Writing for a weekly means a more relaxed deadline — once a week as compared to every day. But it also means a lag time of up to seven days between the time you discover a story and the day it is published.
Whenever we do beat the competition (primarily the Times in Roanoke and the TV stations), it is cause for a little celebration.
For example: On Friday, December 12, an aonymous tip left on my voice mail said the Virginia State Police had filed criminal charges against former Floyd County Commonwealth’s Attorney Gordon Hannett. I checked the court database and found that, yes, six charges — three for petty larceny and three for computer crimes — were filed earlier that day.

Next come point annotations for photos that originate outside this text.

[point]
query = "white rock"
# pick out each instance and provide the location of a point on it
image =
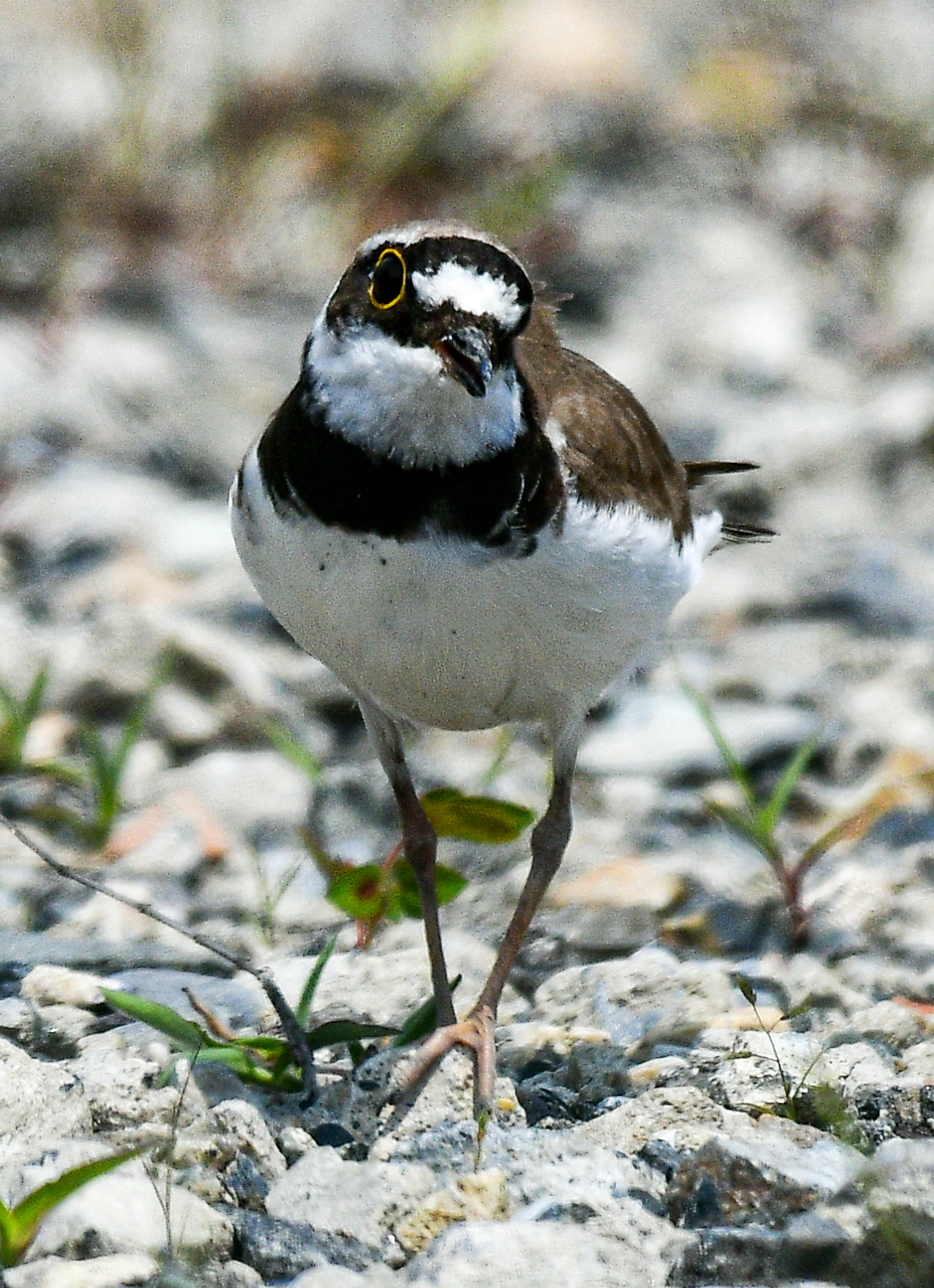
(47, 986)
(537, 1255)
(339, 1277)
(113, 1272)
(663, 733)
(243, 789)
(361, 1200)
(651, 997)
(120, 1213)
(39, 1100)
(390, 985)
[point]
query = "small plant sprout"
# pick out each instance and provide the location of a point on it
(16, 719)
(820, 1104)
(758, 824)
(20, 1225)
(265, 1061)
(102, 775)
(374, 892)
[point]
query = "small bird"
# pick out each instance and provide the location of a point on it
(469, 525)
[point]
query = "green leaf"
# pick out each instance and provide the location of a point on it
(312, 982)
(745, 987)
(360, 892)
(748, 828)
(34, 699)
(334, 1032)
(736, 771)
(423, 1021)
(186, 1034)
(293, 749)
(18, 1227)
(786, 784)
(476, 818)
(448, 883)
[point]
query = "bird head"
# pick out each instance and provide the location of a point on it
(414, 350)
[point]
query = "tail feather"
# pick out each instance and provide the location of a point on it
(699, 471)
(735, 534)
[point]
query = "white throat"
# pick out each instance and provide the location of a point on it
(400, 402)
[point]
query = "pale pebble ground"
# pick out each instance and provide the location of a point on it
(744, 208)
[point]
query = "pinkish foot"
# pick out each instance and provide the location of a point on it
(476, 1034)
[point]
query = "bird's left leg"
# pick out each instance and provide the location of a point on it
(419, 843)
(549, 842)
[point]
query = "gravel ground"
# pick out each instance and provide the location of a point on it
(771, 302)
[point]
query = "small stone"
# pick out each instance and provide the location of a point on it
(280, 1250)
(660, 1071)
(663, 733)
(18, 1021)
(62, 1028)
(235, 1274)
(247, 1126)
(339, 1277)
(651, 997)
(39, 1100)
(52, 986)
(120, 1213)
(114, 1272)
(476, 1197)
(364, 1201)
(537, 1255)
(888, 1022)
(758, 1179)
(294, 1142)
(685, 1117)
(615, 907)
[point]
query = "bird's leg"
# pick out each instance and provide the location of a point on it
(419, 843)
(476, 1032)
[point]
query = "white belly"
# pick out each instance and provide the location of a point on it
(455, 638)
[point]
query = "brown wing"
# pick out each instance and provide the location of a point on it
(612, 450)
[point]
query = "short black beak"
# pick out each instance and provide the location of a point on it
(466, 355)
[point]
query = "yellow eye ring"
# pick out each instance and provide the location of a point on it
(388, 305)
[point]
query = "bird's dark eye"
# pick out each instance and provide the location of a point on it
(388, 283)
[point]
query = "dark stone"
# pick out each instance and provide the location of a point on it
(281, 1250)
(663, 1157)
(703, 1207)
(247, 1183)
(758, 1256)
(332, 1134)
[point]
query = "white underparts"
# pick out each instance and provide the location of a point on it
(399, 401)
(469, 292)
(440, 637)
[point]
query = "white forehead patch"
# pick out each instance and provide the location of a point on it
(471, 293)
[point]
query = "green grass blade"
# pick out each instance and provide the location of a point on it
(448, 884)
(423, 1021)
(186, 1034)
(8, 1254)
(132, 731)
(736, 771)
(476, 818)
(334, 1032)
(34, 699)
(293, 749)
(8, 705)
(25, 1219)
(786, 785)
(314, 981)
(746, 828)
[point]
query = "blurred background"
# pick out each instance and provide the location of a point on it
(739, 199)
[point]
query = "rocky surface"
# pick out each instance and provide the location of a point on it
(740, 201)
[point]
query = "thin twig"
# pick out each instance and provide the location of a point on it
(293, 1031)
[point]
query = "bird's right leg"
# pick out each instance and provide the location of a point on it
(419, 843)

By Monday, I nailed the story down and wrote it for the Thursday, December 18 edition of the Press. That left three days to worry about either the Times or the TV stations stumbling across the story. They didn’t and the Press broke the story on Thursday. I followed up with a post here on Muse and it appeared first in The Times because they link to the headlines here. They finally had a story on Friday.
It wasn’t the first time we beat the competition to a big story here in Floyd County. Hopefully, it won’t be the last.